Es sabido que cuando se funda una familia, nace un nuevo idioma. Hay cosas en mi familia que si digo a los de fuera, fruncirían el entrecejo y necesitarían el Google translator. Mi madrina se inventaba palabras que luego usábamos como si fueran palabras de uso ordinario, pero no funcionaban más allá de nuestra casa. Los enamorados crean también un acuario de palabras que nadan a gusto en líquido calmo del amor, suena un poco cursi pero es verdad. Cuando de vez en cuando aparece publicada la correspondencia de un escritor con su enamorada, el lector apenas entrevé lo que allí se dice, porque el destinatario comparte un nuevo idioma que se ha parido en el momento de nacer, que es como los enamorados llaman al iniciar su vida juntos.

La manera de dirigirnos los unos a los otros habla de nuestro grado de confianza o incluso de nuestro ánimo. Todos aquellos que tienen nombres compuestos saben que cuando eran pequeños, y su padre se enfadaba, usaba los dos nombres para reclamar su atención, ¡José Francisco! ¡María Antonia!, nada de Antoñita, porque habías hecho una cosa gorda y papá no estaba de humor. El Señor, cuando van acercándose los momentos más terribles de su biografía en la Tierra, va haciendo más suyos a los suyos, y los va llamando de manera menos solemne. Les quita el nombre de pila, les quiere cerca, les hace más piña y les llama hijitos, como en el Evangelio de hoy. Hijitos, así los llama, y en un contexto de dolor, hijitos, me queda poco de estar con vosotros. Él, que era el Hijo de Dios y sabía que al tercer día resucitaría de entre los muertos, se va muriendo de tristeza antes de morir, porque no volverá a verlos en este mundo. Cristo comparte también con los seres humanos el dolor de la separación, quizá el más amargo por el que todos pasamos. Cuando alguien se nos muere, nos pesa la separación a pesar de la fe. ¡Desde Getsemaní, qué cristiano se ha convertido entonces sufrir la separación de los que amamos!
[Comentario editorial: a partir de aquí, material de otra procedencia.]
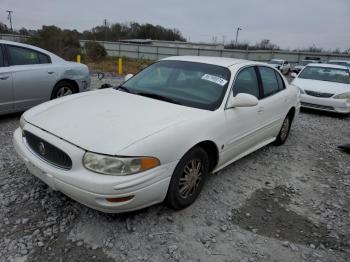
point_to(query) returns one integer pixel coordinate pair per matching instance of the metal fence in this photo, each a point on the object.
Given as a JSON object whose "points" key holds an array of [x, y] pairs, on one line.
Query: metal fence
{"points": [[120, 49]]}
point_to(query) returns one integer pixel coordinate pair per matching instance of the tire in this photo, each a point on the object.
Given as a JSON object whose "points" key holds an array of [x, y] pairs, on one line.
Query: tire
{"points": [[284, 132], [61, 89], [186, 176]]}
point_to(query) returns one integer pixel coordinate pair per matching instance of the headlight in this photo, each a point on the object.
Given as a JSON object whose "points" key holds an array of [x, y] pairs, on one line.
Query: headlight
{"points": [[343, 96], [118, 166], [301, 90], [21, 122]]}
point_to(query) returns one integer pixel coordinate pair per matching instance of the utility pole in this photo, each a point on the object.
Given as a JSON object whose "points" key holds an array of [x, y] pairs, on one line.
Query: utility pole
{"points": [[238, 29], [105, 24], [9, 17]]}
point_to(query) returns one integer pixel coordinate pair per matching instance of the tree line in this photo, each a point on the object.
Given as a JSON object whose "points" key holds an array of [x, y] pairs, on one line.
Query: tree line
{"points": [[114, 32]]}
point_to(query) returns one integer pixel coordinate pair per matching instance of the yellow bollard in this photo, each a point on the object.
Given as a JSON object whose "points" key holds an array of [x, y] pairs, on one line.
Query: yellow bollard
{"points": [[120, 66]]}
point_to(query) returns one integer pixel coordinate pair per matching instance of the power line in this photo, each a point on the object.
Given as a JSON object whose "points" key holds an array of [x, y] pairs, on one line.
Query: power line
{"points": [[9, 17]]}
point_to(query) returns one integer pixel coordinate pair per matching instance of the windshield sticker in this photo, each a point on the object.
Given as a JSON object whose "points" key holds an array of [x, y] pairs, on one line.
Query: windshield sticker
{"points": [[215, 79]]}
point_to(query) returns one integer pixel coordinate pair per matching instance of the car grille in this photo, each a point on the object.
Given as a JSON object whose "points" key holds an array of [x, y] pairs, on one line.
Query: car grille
{"points": [[318, 94], [317, 106], [48, 152]]}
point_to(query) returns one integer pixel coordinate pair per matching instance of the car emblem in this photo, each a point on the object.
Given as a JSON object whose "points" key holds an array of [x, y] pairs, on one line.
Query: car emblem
{"points": [[41, 147]]}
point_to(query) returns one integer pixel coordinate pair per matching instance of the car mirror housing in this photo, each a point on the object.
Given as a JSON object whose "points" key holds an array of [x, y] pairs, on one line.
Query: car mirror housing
{"points": [[242, 100], [127, 77]]}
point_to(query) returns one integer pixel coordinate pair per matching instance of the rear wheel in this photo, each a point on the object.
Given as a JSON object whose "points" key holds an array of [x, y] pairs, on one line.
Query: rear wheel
{"points": [[188, 179], [284, 132], [62, 89]]}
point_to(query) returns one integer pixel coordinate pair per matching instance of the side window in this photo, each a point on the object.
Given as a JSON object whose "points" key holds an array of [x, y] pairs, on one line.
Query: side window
{"points": [[44, 59], [246, 82], [269, 81], [280, 81], [23, 56], [2, 62]]}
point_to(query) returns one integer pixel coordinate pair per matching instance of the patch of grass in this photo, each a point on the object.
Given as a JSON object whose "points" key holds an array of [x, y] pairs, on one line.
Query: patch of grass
{"points": [[110, 64]]}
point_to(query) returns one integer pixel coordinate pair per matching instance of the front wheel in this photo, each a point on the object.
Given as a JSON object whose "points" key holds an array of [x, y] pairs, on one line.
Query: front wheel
{"points": [[284, 132], [188, 179], [62, 89]]}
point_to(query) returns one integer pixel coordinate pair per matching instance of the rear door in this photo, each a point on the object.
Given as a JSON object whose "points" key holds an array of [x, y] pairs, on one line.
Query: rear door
{"points": [[6, 88], [273, 105], [33, 76]]}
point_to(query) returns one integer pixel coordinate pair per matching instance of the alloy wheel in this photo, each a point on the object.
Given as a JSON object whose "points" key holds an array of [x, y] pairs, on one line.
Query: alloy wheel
{"points": [[190, 178], [285, 128]]}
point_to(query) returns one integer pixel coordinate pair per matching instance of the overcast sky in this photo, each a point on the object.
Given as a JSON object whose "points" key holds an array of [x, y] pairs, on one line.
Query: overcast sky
{"points": [[287, 23]]}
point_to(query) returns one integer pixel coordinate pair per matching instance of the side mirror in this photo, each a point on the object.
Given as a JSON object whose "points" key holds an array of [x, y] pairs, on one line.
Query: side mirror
{"points": [[242, 100], [127, 77]]}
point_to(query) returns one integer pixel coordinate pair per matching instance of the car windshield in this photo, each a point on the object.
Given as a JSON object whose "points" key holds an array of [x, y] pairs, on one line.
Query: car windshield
{"points": [[326, 74], [275, 62], [304, 63], [339, 63], [187, 83]]}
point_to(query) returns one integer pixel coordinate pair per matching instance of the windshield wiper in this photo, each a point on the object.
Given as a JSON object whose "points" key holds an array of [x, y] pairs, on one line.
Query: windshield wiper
{"points": [[159, 97], [123, 88]]}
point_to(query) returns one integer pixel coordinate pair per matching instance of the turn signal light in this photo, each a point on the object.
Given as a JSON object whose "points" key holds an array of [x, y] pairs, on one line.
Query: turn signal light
{"points": [[119, 199]]}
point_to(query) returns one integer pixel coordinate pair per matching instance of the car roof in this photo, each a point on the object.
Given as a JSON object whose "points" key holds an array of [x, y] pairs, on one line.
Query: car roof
{"points": [[328, 65], [342, 61], [220, 61]]}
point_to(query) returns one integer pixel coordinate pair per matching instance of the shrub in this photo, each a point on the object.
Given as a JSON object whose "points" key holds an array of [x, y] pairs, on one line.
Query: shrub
{"points": [[63, 43]]}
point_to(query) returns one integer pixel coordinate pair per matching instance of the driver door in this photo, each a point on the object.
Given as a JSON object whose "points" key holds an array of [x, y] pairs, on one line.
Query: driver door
{"points": [[243, 123]]}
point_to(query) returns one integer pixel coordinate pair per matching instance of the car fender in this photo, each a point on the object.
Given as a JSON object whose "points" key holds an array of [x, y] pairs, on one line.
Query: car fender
{"points": [[184, 136]]}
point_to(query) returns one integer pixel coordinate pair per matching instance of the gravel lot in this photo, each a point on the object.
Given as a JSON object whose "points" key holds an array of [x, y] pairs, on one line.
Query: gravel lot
{"points": [[287, 203]]}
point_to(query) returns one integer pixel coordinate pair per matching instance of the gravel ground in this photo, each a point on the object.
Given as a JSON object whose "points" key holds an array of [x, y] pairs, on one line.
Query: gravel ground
{"points": [[287, 203]]}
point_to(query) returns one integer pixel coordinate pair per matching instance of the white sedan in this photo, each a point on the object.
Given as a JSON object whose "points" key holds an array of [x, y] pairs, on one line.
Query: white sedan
{"points": [[30, 75], [324, 87], [157, 136]]}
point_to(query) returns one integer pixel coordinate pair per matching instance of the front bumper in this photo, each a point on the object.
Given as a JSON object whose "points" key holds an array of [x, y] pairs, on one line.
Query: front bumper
{"points": [[341, 106], [92, 189], [84, 84]]}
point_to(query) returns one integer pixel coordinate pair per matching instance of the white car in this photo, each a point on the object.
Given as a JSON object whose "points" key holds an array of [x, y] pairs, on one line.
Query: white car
{"points": [[30, 75], [157, 136], [340, 62], [325, 87], [281, 65], [302, 64]]}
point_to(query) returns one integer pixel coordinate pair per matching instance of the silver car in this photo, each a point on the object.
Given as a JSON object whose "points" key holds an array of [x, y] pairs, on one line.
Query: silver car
{"points": [[30, 75]]}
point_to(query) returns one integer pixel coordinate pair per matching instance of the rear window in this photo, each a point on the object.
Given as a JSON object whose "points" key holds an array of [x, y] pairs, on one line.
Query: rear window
{"points": [[326, 74]]}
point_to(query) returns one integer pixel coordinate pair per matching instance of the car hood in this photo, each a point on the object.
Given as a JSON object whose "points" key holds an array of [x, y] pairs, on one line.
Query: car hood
{"points": [[321, 86], [107, 121]]}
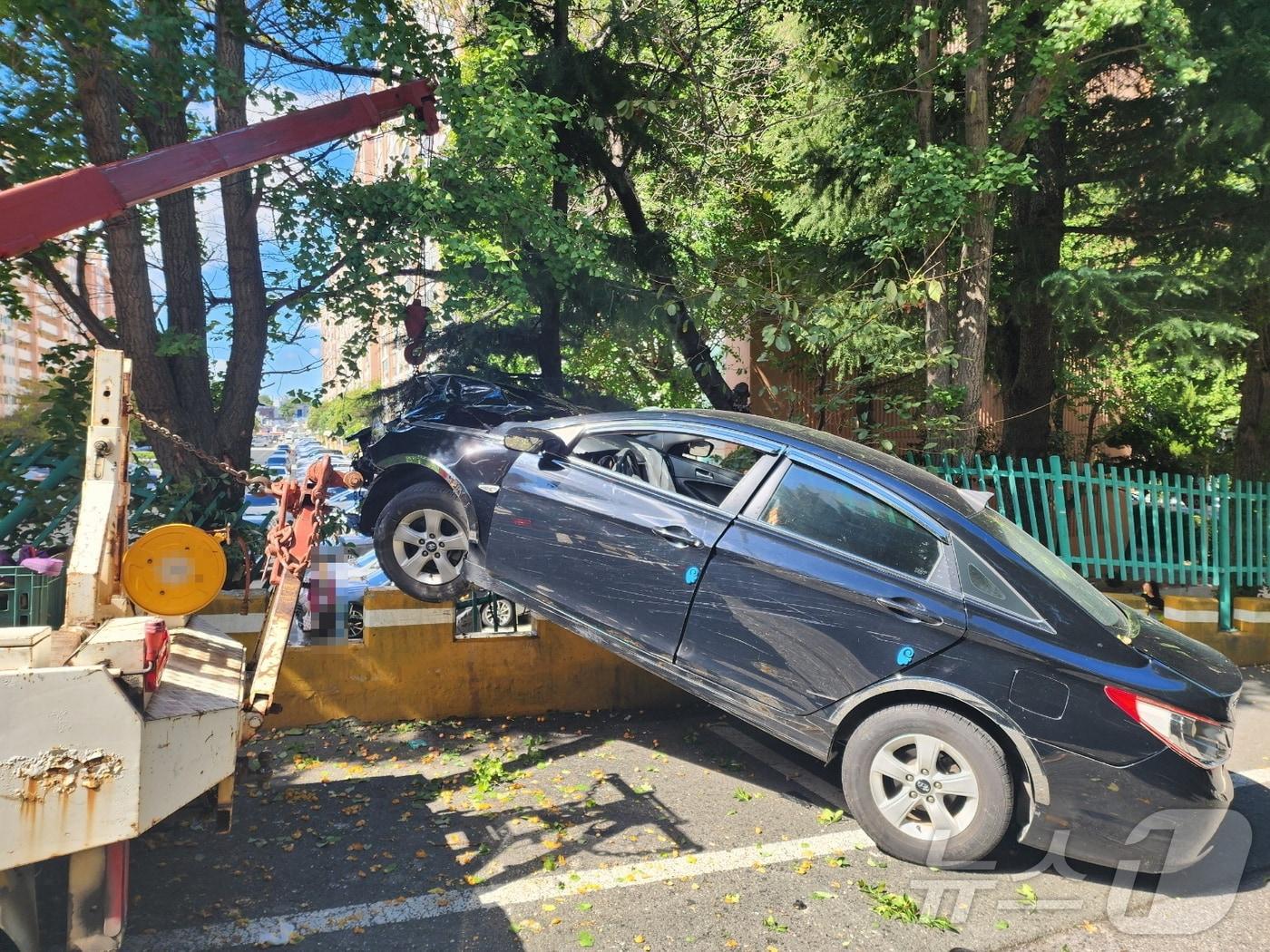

También el Señor sufrió el abandono del Padre cuando pendía de la cruz. En ese instante, el lenguaje vuelve a cambiar, se vuelve más áspero. Ya no le llama Padre, Abba, le dice Dios, como nunca lo había hecho en el Evangelio. Dios, como lo llama todo el mundo, incluso los que no creen en Él. Hasta ese punto su carne se hace sorda a la proximidad. Ya no hay caricia, ni trato, ni sentimiento, ni agudeza de oído. Cuánto de Auschwitz hay en estas palabras de la cruz, cuánto de las calamidades de nuestro tiempo en las que parece que Dios ha virado de dirección, ha retrocedido o no hace caso al grito de los hombres.

Hijitos es un término que sólo un padre amorosísimo puede usar. Huele a noche y velas encendidas, cuando se dicen cosas verdaderas y el corazón se va a partir. El Señor no tenía doblez, ponía en palabras lo que llevaba muy dentro. Y dentro había mucho cariño por el hombre, y nosotros no somos capaces de sentirnos hijitos porque no nos atrevemos a participar de esa familia de los íntimos de Dios. Algún día caeremos en la cuenta de los torpes que fuimos por no sentir que Alguien se dirigía a mí y me llamaba hijito.